Many in Barton have been beaten down by years of political neglect, burdened with economic and workplace responsibilities that colonise their time and energy. Sitting in Underhill Circus, Barton’s central public plaza, I talk to Peter*, a political refugee from Uganda with a keen sense of collective organisation. He works two jobs, 12 hours a day, and is left with little time to think about taking action. Another, Jerry*, has lived on the estate for decades. There’s no hope of challenging the rich and powerful, he says – the police will come for you as soon as you do. The cops regularly batter down the door of his council flat, looking for evidence of drug dealing. It’s been a few months, he tells me – they’ll be back any day now. Organising under these conditions is undeniably difficult.
Barton does have a history of resistance. Over 35 years ago, a tenants association attempted to force the council to upgrade the local prefabs. Little formal organisation has touched the estate since then, at least until Jeremy Corbyn’s term as Labour leader.
Corbynism has left a mixed legacy in Barton. A local woman, Jabu Nala-Hartley, daughter of South African trade unionists who lives in a council house here, was elected to represent the estate in 2020 as part of a new intake of Corbynite city councillors. Five years of organising in Labour has borne certain fruits.

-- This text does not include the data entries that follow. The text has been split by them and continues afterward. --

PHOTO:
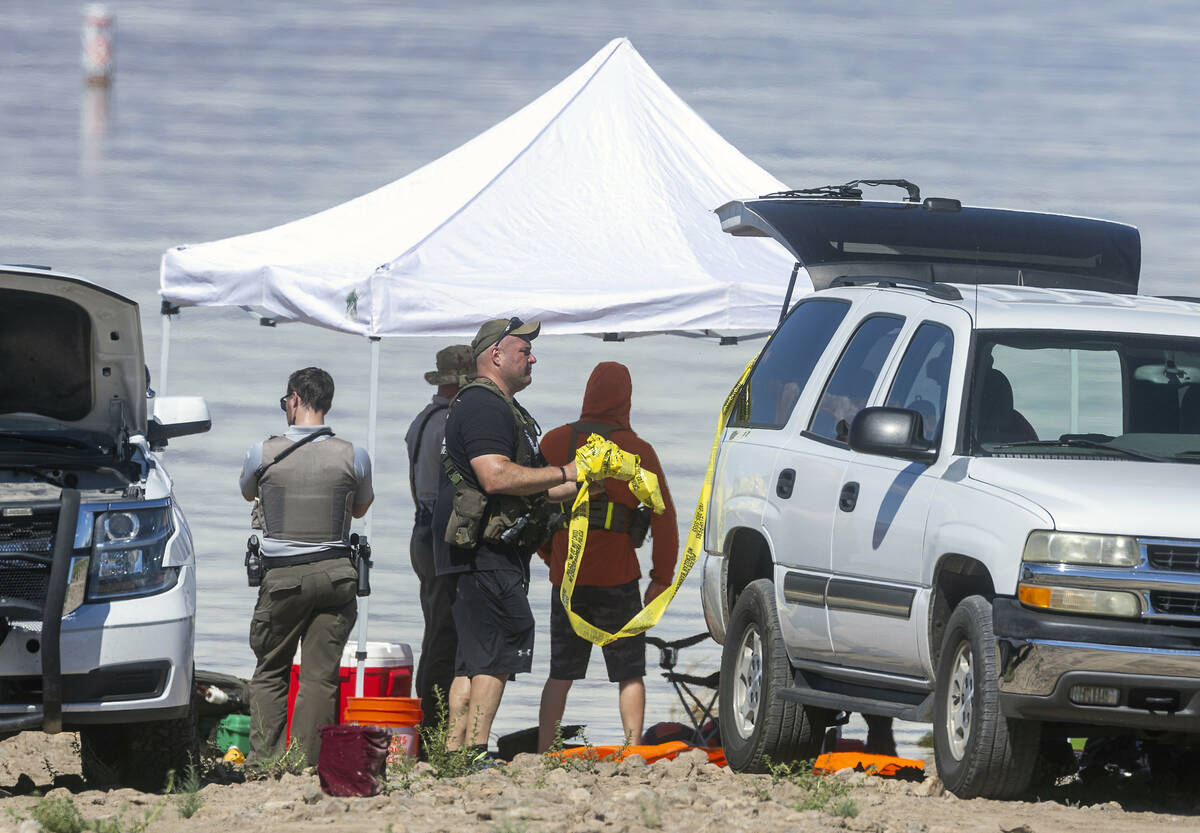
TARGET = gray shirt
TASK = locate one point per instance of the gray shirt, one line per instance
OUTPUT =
(425, 462)
(273, 547)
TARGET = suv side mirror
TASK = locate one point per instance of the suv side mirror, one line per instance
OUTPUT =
(892, 432)
(177, 417)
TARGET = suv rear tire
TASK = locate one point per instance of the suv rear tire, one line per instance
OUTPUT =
(139, 755)
(756, 724)
(979, 753)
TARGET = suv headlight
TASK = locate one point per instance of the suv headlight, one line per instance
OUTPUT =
(127, 550)
(1074, 547)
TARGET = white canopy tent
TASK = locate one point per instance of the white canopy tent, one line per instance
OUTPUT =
(589, 209)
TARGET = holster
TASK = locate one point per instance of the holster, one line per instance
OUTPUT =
(466, 516)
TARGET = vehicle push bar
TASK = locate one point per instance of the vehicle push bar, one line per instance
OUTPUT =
(49, 715)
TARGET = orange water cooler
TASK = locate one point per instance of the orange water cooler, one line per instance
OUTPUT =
(388, 672)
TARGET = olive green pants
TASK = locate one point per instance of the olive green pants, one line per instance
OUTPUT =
(313, 606)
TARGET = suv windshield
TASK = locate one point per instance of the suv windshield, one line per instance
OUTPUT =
(1086, 395)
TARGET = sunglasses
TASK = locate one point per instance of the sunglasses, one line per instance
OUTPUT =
(514, 323)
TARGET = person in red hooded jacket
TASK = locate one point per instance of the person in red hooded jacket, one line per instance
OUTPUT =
(606, 592)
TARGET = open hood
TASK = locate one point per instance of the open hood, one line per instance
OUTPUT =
(939, 240)
(70, 352)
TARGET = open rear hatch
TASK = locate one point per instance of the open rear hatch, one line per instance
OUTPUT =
(939, 240)
(70, 354)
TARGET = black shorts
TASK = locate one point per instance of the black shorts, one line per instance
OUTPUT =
(495, 624)
(607, 607)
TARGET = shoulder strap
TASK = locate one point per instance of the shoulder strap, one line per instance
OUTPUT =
(262, 469)
(417, 448)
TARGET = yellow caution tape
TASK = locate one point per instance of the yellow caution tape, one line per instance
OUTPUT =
(599, 459)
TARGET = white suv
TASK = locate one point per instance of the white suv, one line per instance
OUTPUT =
(955, 489)
(97, 574)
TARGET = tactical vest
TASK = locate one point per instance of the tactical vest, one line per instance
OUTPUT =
(478, 516)
(309, 495)
(424, 515)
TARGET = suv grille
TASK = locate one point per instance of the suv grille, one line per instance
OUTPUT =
(25, 546)
(29, 533)
(1174, 557)
(24, 579)
(1176, 604)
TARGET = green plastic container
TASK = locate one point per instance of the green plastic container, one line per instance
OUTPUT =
(234, 731)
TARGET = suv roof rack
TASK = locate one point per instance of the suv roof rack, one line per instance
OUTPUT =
(942, 291)
(850, 190)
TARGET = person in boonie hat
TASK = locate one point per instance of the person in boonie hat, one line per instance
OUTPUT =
(455, 367)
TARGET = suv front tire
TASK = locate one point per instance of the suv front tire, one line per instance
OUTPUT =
(979, 751)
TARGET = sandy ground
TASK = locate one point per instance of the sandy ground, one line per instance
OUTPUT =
(532, 796)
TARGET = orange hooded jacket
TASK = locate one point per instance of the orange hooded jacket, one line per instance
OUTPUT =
(610, 558)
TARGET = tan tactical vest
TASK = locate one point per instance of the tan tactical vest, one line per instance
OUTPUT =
(309, 495)
(478, 516)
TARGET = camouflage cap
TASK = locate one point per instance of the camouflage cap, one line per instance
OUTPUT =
(456, 365)
(496, 329)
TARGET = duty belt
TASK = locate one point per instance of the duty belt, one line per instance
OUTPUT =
(271, 562)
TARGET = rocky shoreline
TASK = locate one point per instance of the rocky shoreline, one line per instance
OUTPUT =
(39, 777)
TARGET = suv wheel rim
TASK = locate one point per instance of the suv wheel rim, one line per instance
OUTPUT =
(748, 683)
(960, 701)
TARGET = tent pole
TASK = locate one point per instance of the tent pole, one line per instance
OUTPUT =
(787, 299)
(168, 310)
(364, 601)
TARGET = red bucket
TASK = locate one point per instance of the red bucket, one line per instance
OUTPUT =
(400, 715)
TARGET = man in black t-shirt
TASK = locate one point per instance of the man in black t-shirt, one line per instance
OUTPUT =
(491, 450)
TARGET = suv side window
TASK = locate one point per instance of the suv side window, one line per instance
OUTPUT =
(775, 383)
(852, 379)
(924, 376)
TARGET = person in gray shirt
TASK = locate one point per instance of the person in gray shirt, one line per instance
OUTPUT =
(310, 485)
(435, 669)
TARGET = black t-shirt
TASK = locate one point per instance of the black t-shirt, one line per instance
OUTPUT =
(479, 423)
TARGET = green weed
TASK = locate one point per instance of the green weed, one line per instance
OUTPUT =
(844, 808)
(59, 815)
(587, 760)
(291, 761)
(447, 762)
(652, 813)
(825, 793)
(187, 792)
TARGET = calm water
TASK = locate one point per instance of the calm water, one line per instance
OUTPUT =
(227, 118)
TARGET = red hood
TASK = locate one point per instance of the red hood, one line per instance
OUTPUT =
(607, 395)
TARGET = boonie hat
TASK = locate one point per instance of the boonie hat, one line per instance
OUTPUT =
(496, 329)
(456, 365)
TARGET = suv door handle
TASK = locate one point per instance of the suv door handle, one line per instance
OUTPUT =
(849, 497)
(785, 483)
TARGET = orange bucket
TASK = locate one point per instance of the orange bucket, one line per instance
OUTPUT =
(399, 714)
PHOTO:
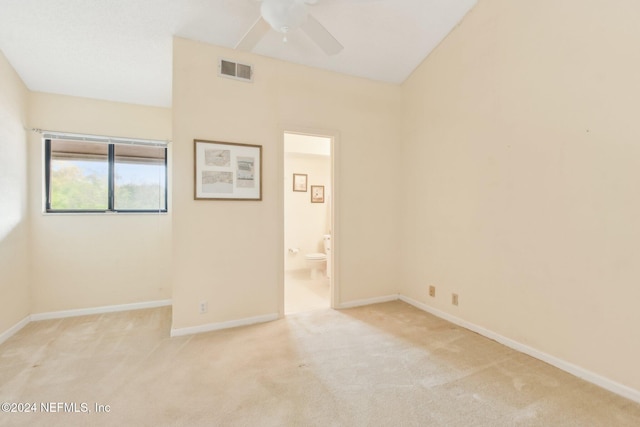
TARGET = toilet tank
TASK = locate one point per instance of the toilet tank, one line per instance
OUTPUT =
(327, 243)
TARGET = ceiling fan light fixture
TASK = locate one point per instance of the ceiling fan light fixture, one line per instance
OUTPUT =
(284, 15)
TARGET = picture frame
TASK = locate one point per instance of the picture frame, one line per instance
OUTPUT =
(300, 182)
(227, 171)
(317, 194)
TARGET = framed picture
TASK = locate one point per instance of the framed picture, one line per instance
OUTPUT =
(317, 194)
(227, 171)
(300, 182)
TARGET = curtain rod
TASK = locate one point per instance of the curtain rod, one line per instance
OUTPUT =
(100, 138)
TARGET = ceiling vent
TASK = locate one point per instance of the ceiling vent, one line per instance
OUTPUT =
(235, 70)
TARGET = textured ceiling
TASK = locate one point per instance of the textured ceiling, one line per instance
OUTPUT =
(120, 50)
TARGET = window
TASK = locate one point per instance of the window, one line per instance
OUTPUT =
(88, 176)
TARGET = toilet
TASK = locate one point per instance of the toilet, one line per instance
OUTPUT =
(319, 261)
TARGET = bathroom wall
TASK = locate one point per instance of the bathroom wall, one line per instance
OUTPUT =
(305, 222)
(14, 221)
(521, 165)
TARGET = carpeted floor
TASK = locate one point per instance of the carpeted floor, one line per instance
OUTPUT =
(381, 365)
(301, 293)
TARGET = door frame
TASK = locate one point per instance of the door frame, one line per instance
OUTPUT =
(334, 136)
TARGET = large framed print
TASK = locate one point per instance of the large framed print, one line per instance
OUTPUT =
(227, 171)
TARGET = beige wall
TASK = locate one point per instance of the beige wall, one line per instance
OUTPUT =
(229, 253)
(305, 223)
(14, 279)
(84, 261)
(523, 163)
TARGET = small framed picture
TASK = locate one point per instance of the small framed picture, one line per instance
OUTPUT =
(227, 171)
(317, 194)
(300, 182)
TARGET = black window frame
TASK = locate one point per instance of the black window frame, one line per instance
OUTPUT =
(111, 184)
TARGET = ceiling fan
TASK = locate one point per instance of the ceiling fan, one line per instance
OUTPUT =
(284, 16)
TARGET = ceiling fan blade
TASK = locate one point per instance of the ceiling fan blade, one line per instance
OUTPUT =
(321, 36)
(254, 35)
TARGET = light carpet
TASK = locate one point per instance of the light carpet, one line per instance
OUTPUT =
(381, 365)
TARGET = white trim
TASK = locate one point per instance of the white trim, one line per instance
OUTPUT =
(14, 329)
(101, 139)
(579, 372)
(369, 301)
(223, 325)
(99, 310)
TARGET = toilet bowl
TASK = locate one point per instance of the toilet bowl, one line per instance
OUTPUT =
(316, 263)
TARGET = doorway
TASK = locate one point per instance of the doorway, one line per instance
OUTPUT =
(308, 222)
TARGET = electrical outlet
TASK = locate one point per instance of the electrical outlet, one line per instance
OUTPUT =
(204, 307)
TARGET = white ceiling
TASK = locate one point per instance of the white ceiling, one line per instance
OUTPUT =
(120, 50)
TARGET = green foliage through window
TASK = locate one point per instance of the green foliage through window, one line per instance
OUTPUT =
(86, 176)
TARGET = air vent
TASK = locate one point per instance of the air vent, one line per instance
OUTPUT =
(235, 70)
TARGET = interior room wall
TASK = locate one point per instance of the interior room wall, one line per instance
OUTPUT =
(92, 260)
(14, 277)
(305, 223)
(520, 163)
(229, 252)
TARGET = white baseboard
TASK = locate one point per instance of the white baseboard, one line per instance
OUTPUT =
(223, 325)
(14, 329)
(99, 310)
(579, 372)
(369, 301)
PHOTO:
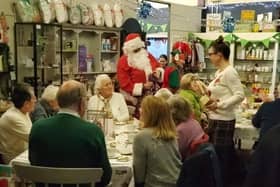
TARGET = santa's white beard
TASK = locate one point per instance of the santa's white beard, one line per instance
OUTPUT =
(140, 60)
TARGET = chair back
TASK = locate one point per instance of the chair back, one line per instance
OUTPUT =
(52, 175)
(201, 169)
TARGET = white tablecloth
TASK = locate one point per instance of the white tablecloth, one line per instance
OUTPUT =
(122, 171)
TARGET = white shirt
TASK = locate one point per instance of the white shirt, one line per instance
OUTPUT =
(227, 88)
(117, 103)
(15, 128)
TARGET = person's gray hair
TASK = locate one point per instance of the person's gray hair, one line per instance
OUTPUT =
(180, 109)
(49, 93)
(186, 80)
(71, 94)
(163, 93)
(98, 82)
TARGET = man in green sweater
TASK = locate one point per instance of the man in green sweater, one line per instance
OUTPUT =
(66, 140)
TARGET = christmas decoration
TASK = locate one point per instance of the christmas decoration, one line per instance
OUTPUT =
(228, 24)
(144, 10)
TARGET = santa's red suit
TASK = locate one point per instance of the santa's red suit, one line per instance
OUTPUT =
(132, 79)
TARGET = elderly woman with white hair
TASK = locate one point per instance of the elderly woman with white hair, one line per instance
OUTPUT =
(105, 99)
(47, 106)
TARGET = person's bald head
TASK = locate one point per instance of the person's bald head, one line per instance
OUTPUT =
(70, 94)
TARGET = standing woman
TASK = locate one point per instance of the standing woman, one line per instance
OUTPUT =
(156, 158)
(226, 93)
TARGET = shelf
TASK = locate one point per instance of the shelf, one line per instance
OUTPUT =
(253, 60)
(90, 73)
(47, 67)
(109, 52)
(67, 51)
(256, 82)
(239, 71)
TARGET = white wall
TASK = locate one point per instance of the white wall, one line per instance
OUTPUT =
(237, 1)
(181, 2)
(183, 19)
(129, 7)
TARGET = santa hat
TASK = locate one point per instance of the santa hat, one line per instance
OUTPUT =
(181, 50)
(132, 41)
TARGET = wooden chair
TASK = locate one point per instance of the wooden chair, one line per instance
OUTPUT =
(51, 175)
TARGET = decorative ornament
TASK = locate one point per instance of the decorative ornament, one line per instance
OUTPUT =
(144, 10)
(228, 24)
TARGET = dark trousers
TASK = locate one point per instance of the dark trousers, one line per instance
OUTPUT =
(1, 159)
(221, 135)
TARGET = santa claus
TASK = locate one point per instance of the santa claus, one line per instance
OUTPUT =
(135, 66)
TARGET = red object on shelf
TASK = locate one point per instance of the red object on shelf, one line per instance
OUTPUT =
(4, 183)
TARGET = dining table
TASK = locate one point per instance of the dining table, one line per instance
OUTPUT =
(122, 173)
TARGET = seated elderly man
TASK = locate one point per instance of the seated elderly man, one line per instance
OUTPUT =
(47, 106)
(15, 123)
(188, 129)
(107, 100)
(66, 140)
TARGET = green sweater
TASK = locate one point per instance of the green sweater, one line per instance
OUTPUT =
(65, 140)
(193, 99)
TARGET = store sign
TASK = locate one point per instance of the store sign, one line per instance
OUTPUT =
(213, 22)
(247, 15)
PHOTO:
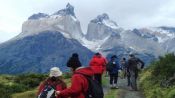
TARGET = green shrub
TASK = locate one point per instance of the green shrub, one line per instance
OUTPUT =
(158, 72)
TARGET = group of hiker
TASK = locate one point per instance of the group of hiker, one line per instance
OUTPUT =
(86, 82)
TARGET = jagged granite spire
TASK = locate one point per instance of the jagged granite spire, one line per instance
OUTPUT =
(69, 10)
(100, 18)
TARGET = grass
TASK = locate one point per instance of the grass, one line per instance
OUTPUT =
(155, 74)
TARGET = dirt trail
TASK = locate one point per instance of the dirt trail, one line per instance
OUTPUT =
(126, 92)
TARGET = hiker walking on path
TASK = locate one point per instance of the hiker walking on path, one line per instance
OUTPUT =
(125, 69)
(79, 83)
(113, 67)
(53, 83)
(134, 64)
(98, 65)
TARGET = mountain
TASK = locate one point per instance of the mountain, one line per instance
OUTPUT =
(45, 41)
(102, 27)
(148, 43)
(63, 21)
(38, 53)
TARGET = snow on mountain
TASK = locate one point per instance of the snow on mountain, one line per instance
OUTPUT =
(101, 27)
(161, 34)
(63, 21)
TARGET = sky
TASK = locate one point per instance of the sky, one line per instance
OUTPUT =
(128, 14)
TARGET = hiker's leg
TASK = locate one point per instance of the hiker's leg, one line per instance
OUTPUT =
(132, 78)
(115, 78)
(111, 79)
(98, 78)
(128, 79)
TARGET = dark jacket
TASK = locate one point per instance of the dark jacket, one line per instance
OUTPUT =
(79, 84)
(133, 62)
(59, 86)
(114, 66)
(98, 64)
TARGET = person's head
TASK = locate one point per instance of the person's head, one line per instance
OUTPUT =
(124, 59)
(97, 54)
(74, 62)
(113, 57)
(131, 55)
(75, 55)
(55, 73)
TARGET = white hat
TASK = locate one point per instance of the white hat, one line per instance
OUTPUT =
(55, 71)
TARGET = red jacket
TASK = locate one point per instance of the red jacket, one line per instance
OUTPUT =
(79, 84)
(98, 64)
(59, 87)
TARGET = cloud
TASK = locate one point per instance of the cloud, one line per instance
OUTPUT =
(127, 13)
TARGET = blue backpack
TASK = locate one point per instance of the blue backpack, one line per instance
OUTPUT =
(95, 90)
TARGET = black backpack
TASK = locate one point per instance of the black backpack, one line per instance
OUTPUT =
(94, 90)
(45, 92)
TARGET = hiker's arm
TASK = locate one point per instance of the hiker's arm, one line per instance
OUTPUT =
(143, 64)
(40, 88)
(75, 88)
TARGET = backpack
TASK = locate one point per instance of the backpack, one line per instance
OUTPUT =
(94, 90)
(109, 66)
(137, 63)
(47, 92)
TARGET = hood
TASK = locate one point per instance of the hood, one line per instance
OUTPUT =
(97, 56)
(85, 70)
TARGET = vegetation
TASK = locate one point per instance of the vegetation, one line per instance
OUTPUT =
(20, 83)
(158, 80)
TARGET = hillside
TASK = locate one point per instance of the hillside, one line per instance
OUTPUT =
(158, 80)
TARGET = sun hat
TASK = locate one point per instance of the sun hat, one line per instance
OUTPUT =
(55, 71)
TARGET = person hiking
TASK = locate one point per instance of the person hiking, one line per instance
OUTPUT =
(74, 62)
(79, 83)
(113, 67)
(53, 83)
(98, 65)
(133, 64)
(125, 69)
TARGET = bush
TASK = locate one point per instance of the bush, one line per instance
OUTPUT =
(158, 72)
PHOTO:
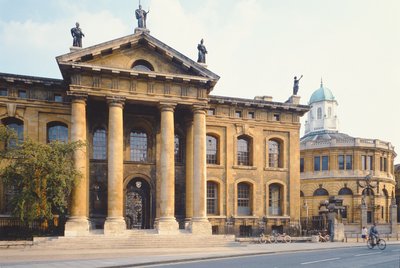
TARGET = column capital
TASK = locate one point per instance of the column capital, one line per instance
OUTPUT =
(199, 109)
(77, 96)
(167, 106)
(115, 101)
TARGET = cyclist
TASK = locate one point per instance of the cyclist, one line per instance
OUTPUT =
(373, 234)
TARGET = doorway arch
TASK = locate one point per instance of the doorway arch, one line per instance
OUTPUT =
(138, 204)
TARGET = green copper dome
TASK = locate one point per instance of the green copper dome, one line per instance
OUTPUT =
(321, 94)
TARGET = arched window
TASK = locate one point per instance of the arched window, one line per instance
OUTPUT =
(179, 149)
(138, 142)
(18, 127)
(243, 151)
(275, 200)
(100, 144)
(320, 192)
(212, 198)
(212, 150)
(274, 154)
(57, 131)
(319, 113)
(142, 65)
(244, 199)
(345, 191)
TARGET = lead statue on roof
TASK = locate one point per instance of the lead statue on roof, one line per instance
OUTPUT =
(141, 16)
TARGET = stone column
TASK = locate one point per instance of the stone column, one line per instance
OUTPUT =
(200, 223)
(115, 223)
(167, 222)
(189, 173)
(78, 223)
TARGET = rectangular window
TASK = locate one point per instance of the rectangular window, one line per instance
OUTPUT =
(211, 112)
(301, 164)
(349, 162)
(341, 162)
(58, 98)
(317, 163)
(370, 165)
(22, 94)
(325, 162)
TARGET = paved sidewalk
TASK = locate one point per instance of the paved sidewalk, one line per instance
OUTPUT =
(31, 257)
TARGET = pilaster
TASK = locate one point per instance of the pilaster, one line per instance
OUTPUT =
(78, 223)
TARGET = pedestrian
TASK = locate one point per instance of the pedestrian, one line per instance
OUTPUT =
(364, 233)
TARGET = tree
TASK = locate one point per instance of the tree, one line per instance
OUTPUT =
(41, 177)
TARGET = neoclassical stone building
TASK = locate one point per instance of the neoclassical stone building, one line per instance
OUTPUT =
(334, 164)
(162, 151)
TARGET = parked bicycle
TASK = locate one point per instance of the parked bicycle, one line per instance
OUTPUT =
(323, 238)
(282, 238)
(379, 242)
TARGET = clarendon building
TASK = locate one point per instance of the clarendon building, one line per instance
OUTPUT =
(162, 152)
(358, 171)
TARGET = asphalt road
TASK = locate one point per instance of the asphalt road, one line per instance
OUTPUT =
(343, 257)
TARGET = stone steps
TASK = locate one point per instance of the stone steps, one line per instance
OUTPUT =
(135, 240)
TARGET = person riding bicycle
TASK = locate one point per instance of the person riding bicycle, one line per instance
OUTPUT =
(373, 234)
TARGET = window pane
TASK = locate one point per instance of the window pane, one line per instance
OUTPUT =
(349, 162)
(301, 164)
(212, 150)
(57, 132)
(243, 152)
(341, 162)
(273, 156)
(325, 163)
(100, 144)
(317, 161)
(138, 142)
(212, 198)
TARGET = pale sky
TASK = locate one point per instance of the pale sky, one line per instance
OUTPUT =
(256, 46)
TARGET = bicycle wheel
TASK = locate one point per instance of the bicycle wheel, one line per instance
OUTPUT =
(287, 239)
(381, 244)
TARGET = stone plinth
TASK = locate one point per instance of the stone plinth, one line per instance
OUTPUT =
(114, 226)
(76, 226)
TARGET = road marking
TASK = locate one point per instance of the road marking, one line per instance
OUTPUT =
(310, 262)
(365, 254)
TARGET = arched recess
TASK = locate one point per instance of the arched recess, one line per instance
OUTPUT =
(213, 144)
(244, 150)
(276, 198)
(214, 197)
(244, 210)
(139, 202)
(275, 152)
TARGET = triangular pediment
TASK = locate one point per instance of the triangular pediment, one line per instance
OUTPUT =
(122, 54)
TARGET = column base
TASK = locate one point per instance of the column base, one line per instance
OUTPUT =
(76, 226)
(200, 227)
(114, 226)
(167, 226)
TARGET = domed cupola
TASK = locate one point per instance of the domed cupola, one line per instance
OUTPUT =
(322, 116)
(321, 94)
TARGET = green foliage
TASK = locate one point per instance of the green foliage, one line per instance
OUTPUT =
(42, 177)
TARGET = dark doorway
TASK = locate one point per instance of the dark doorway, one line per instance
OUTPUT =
(137, 204)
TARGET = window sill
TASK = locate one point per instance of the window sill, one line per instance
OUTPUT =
(245, 167)
(276, 169)
(215, 166)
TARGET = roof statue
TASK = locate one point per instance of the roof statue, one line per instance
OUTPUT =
(296, 85)
(202, 52)
(141, 16)
(77, 35)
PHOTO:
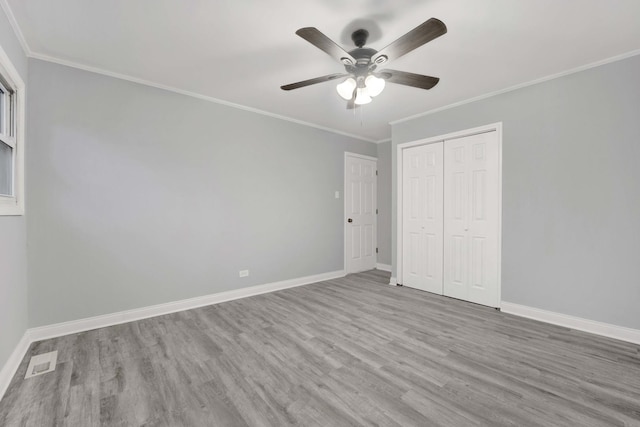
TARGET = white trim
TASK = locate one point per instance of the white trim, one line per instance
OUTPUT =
(29, 53)
(360, 156)
(348, 154)
(521, 85)
(192, 94)
(493, 127)
(383, 267)
(16, 28)
(13, 363)
(65, 328)
(75, 326)
(599, 328)
(14, 205)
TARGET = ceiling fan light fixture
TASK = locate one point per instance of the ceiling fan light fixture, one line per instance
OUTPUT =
(345, 89)
(374, 85)
(362, 96)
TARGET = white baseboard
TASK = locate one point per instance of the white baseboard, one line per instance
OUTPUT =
(51, 331)
(11, 366)
(605, 329)
(75, 326)
(383, 267)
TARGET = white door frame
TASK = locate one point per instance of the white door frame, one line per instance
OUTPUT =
(497, 127)
(344, 208)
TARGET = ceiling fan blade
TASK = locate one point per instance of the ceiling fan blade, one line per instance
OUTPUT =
(408, 79)
(310, 82)
(324, 43)
(415, 38)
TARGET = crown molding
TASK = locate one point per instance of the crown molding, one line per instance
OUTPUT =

More representative of the estate’s general mood, though, is Sue, a union-supporting woman I talk with outside the council house she purchased years ago. Although horrified by class inequality and the UK’s treatment of migrants, she was untouched by Corbyn’s Labour Party, shunning the ballot box in 2019.
In Barton, one has to confront Corbynism’s failure to reignite sections of the working class. Home insulation policies proposed during the 2019 election, although theoretically appropriate for a place like Barton, failed to cut the cynicism of a jaded populace. People here feel ignored, disempowered – and they are. Top-down election pledges were unlikely to excite without redressing a sense of lost agency; five years of Westminster squabbles were no substitute for class battles in workplaces and estates.
Projects like Acorn are nascent attempts to unite that section of the working class most enthused by Corbyn’s leadership – largely the young, graduate renters – with that older section which formed Labour’s traditional class base – council tenants and poorer owner-occupiers. Acorn Oxford, dominated by young Cowley Road dwellers like Wyn, is building for a campaign on home insulation in Barton. Grace has joined up.
‘How long,’ she asks, ‘is the council going to punish people? It’s a matter of we people of Barton coming together and telling the council that it’s high time for them to treat us like human beings.’
* Names changed
Connor Woodman is an Acorn Oxford member who has lived in Barton for the last year. Photos by Matt Maddox and Kiri Diaconu.